= Dynamic Noise Limiter =

Sound processing technology

The Dynamic Noise Limiter, or DNL for short, is a noise reduction system introduced by Philips in the late 1960s to improve the quality of audio recordings on cassette tape. It is used on playback only, and does not require encoding the original audio signal. It was not widely used, as Dolby noise reduction became very popular. Third-party implementations called it Dynamic Noise Reduction, or DNR. As Dolby may be initialized DNR, there is some confusion between the two.

The small physical size of cassette tapes, compared to reel-to-reel tapes, means they must use a slow tape speed to allow practical recording times. Their smaller width also limits the dynamic range of the signal that can be recorded to it. This results in much higher amounts of audible tape hiss compared to reel-to-reel systems. Tape hiss occurs on all magnetic tape systems, as an ever-present low-volume, high-frequency signal. On reel-to-reel systems the higher dynamic range and faster tape speeds allowed the signal to be recorded at volume levels that overwhelm the hiss. On cassettes, there is simply not enough dynamic range to do this, especially in quiet passages, and the hiss becomes very audible.

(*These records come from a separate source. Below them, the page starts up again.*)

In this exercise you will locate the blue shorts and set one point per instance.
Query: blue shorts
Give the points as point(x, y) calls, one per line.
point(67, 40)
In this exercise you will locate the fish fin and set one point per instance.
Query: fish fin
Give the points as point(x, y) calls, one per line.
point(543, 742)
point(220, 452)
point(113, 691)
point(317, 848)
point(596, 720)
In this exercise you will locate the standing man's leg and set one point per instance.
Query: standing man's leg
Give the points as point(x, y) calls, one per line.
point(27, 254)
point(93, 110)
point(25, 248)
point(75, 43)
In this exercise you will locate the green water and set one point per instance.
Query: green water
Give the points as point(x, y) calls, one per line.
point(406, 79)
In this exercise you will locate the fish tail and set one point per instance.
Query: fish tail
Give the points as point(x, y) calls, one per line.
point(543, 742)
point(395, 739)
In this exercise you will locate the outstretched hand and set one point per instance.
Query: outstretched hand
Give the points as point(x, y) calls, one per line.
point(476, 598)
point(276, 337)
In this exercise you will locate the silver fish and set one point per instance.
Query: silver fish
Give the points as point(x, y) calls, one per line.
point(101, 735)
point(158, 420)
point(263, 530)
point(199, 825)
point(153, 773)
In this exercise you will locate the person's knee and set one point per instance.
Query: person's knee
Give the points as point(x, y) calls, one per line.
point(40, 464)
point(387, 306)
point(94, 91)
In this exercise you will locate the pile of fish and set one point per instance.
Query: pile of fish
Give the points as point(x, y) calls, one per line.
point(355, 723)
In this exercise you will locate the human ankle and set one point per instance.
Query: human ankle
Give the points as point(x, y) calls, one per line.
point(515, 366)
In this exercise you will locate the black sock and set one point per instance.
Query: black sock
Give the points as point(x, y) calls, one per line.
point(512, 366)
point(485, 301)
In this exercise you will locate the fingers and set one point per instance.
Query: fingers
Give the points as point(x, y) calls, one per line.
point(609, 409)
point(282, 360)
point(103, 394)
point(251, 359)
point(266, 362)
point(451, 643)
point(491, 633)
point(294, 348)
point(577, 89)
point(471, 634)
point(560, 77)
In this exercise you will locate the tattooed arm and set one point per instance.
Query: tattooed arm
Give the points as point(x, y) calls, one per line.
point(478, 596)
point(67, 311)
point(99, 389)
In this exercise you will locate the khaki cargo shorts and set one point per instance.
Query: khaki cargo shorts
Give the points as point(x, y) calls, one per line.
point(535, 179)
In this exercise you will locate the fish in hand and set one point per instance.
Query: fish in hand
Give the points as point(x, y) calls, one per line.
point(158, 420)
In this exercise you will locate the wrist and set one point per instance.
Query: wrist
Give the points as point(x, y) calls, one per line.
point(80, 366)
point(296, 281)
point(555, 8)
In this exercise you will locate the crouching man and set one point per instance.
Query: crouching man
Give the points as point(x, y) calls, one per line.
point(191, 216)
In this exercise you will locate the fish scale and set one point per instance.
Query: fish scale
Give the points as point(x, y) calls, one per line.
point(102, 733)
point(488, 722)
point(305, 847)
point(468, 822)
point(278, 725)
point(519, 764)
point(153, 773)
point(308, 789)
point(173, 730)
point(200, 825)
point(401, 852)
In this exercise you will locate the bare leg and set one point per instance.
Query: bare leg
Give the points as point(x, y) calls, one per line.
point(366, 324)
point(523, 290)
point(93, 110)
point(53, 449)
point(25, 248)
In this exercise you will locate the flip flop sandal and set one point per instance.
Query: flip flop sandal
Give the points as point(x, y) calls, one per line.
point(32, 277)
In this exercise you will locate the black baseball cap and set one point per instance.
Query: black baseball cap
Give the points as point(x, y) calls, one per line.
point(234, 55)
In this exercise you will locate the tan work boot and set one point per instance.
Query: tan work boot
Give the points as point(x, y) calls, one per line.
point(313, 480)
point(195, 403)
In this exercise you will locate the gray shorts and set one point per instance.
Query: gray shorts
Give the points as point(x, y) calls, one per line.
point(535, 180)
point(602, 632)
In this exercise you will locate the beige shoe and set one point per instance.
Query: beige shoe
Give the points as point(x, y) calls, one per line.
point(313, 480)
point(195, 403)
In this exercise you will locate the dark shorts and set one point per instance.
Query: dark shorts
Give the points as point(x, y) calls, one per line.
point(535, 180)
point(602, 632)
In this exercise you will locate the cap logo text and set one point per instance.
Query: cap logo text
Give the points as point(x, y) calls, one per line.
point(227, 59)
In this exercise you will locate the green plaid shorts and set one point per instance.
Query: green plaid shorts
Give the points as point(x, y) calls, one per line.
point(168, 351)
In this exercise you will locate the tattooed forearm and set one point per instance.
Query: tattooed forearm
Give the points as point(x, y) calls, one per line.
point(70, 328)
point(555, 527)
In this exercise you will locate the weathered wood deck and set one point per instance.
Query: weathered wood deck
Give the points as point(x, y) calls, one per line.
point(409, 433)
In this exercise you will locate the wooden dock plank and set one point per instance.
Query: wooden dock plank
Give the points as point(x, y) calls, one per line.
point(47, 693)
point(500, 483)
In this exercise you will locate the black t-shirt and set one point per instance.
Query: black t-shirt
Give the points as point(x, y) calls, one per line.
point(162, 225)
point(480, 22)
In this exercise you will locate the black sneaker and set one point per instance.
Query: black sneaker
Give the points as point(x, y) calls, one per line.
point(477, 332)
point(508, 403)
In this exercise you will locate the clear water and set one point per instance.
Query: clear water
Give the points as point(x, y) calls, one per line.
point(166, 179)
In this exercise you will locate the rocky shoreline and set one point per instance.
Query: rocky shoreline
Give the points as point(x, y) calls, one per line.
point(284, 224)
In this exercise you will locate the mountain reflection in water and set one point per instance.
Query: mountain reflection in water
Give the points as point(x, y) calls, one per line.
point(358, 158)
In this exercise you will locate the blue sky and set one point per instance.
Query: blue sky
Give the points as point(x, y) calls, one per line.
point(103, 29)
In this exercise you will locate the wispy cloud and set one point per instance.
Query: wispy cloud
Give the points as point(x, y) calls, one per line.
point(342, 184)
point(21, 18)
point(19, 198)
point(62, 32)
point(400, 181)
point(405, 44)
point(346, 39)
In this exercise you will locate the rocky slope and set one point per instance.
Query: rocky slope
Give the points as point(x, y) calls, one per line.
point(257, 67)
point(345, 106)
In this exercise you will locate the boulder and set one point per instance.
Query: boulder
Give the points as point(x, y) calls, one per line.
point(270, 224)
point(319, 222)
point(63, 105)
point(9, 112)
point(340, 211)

DNL addresses this issue by noting that the hiss is only audible when the signal is low. At higher volumes, the low-volume hiss is simply not as obvious. Philips took advantage of this by having a circuit that would mute high-frequency signals only when the overall volume was low. Although this also muted any high-frequency components of the audio, the hiss would be masking these anyway. If the high-frequency components were high volume, they would overwhelm the hiss and the circuit would not mute it.

Philips released the circuit design royalty-free, which led to sample implementations being published in Wireless World in 1971 and Elektor in 1976 and 1984. DNL can be found e.g. in the 8000 cassette recorder series from BASF, which were sold in the 1970s. National Semiconductor further developed the process and offered it in the form of the IC LM1894.